Context to the claim
Labor recently announced its National Electric Vehicle policy, which aims to increase Australia's uptake of electric vehicles by setting a target of 50 per cent for new vehicle sales by 2030.
Similarly, the Government has put forward its own National Strategy for Electric Vehicles.
However, in response to Opposition Leader Bill Shorten's reference to the charge time for an electric vehicle, Mr Morrison warned against Labor's 50/50 target, saying Mr Shorten would prevent Australians from driving 4WDs and SUVs.
Referring to the price of electric vehicles, Mr Morrison said the cheapest currently available "is about $45,000 to $50,000".
"That's the cheapest car Bill Shorten wants to make available to you to buy in the future," he said.
Electric vehicles on the Australian market in 2019 and beyond
Many of the world's leading car manufacturers — General Motors, Nissan, Mitsubishi, Toyota and Hyundai — have all started manufacturing fully-electric models.
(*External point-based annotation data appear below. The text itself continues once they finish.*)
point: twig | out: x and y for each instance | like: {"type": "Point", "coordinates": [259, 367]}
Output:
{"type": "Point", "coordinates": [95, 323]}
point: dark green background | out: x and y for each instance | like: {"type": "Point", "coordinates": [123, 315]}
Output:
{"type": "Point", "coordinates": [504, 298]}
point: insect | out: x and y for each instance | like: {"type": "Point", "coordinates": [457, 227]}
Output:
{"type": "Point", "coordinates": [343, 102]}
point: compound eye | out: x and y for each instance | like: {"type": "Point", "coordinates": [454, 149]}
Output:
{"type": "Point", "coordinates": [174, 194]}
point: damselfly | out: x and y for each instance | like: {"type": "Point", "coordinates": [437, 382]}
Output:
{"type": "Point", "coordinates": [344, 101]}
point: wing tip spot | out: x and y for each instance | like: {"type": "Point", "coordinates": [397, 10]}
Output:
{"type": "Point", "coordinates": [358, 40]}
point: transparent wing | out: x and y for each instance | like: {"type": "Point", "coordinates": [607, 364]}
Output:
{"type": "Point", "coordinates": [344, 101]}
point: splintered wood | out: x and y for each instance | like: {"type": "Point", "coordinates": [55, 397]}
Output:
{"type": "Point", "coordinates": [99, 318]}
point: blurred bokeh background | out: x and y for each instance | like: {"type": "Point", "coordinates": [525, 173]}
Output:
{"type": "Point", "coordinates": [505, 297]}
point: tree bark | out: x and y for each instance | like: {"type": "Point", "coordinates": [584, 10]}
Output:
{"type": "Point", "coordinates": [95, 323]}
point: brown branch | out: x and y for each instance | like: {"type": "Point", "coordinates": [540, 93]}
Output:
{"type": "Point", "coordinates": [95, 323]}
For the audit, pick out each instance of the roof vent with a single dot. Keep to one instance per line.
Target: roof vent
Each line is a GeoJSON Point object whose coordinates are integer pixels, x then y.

In the US, Ford recently announced it would build a fully electric version of its popular F-Series pick-up truck.
Toyota has committed to hybrid, electric and hydrogen fuel-cell variants for its entire range to be made available to markets in China, Japan, the US, Europe and India by 2025, and which includes its HiLux and LandCruiser SUV.
However, in Australia, there is a limited range of electric vehicles available to consumers, and the take-up of electric vehicles as a proportion of the new car market in Australia lags that of other OECD countries.
There are eight fully electric models currently sold in Australia: Tesla, Renault and Hyundai each make two; Jaguar and BMW each have one model.
New models marketed for forthcoming release in Australia include one each from Nissan, Tesla, Audi and Mercedes.
Of these cars, five are being promoted with towing capacity: the Tesla X, Renault Kangoo Z.E and the Jaguar (which are all already available), as well as the new Audi and Mercedes models.
What is torque?
Just like combustion engines, electric vehicles also produce torque, which is what drives a vehicle forward. Torque is measured in Newton-metres, or Nm.
This is the force that causes the wheels to rotate through the engine's crankshaft — the more torque the engine is able to produce, the higher the turning power and the more acceleration is achieved.
Electric vehicles are especially good at producing a high output of torque because the energy generated by the electric motor, is instantaneously transferred to the wheels through the car's transmission.
Having an electric motor eliminates the need for a traditional gearbox.
In fuel-based engines, torque is generated through the burning of petrol or diesel to cause combustion, which then works to turn the crankshaft to power the turning of the wheels.
Electric vehicles have a high torque from the standstill, whereas an internal combustion engine needs to rev its engine to a certain speed in order to achieve a high torque.
Can electric vehicles tow?
Experts told Fact Check it was incorrect to suggest that electric vehicles generally did not have towing capacity.
Most electric vehicles have plenty of pulling power, reflected in their high output of torque.
A number of electric vehicles currently on the Australian market (and coming in 2019) generate power not too dissimilar to a standard petrol-fuelled vehicle. These models produce between 300 and 600Nm of torque.
The petrol-based Hyundai Kona produces a maximum output of 180Nm and a braked towing capacity of 1,300 kilograms, depending on fuel-tank capacity.
In comparison, the Hyundai Kona electric produces 395Nm of torque but is not engineered for towing.
Professor John Andrew, of RMIT's School of Engineering, said there was no reason why electric vehicles would not be able to tow.
The "electric traction put in a vehicle — depending on how it's sized — can pull just as much as a petrol engine," he said.
He told Fact Check that a vehicle's towing capacity was dependent on what it was designed to do.
"What I think is happening is the current generation of electric cars have been designed to get a range that is as high as possible on a single charge and they have not been designed for pulling trailers or caravans and things like that.
"But there's no reason why — in the future — if this was a requirement, that vehicles couldn't be designed to do that. There's nothing in the technology that stops you.
"There's nothing inherent in the technology that rules that out."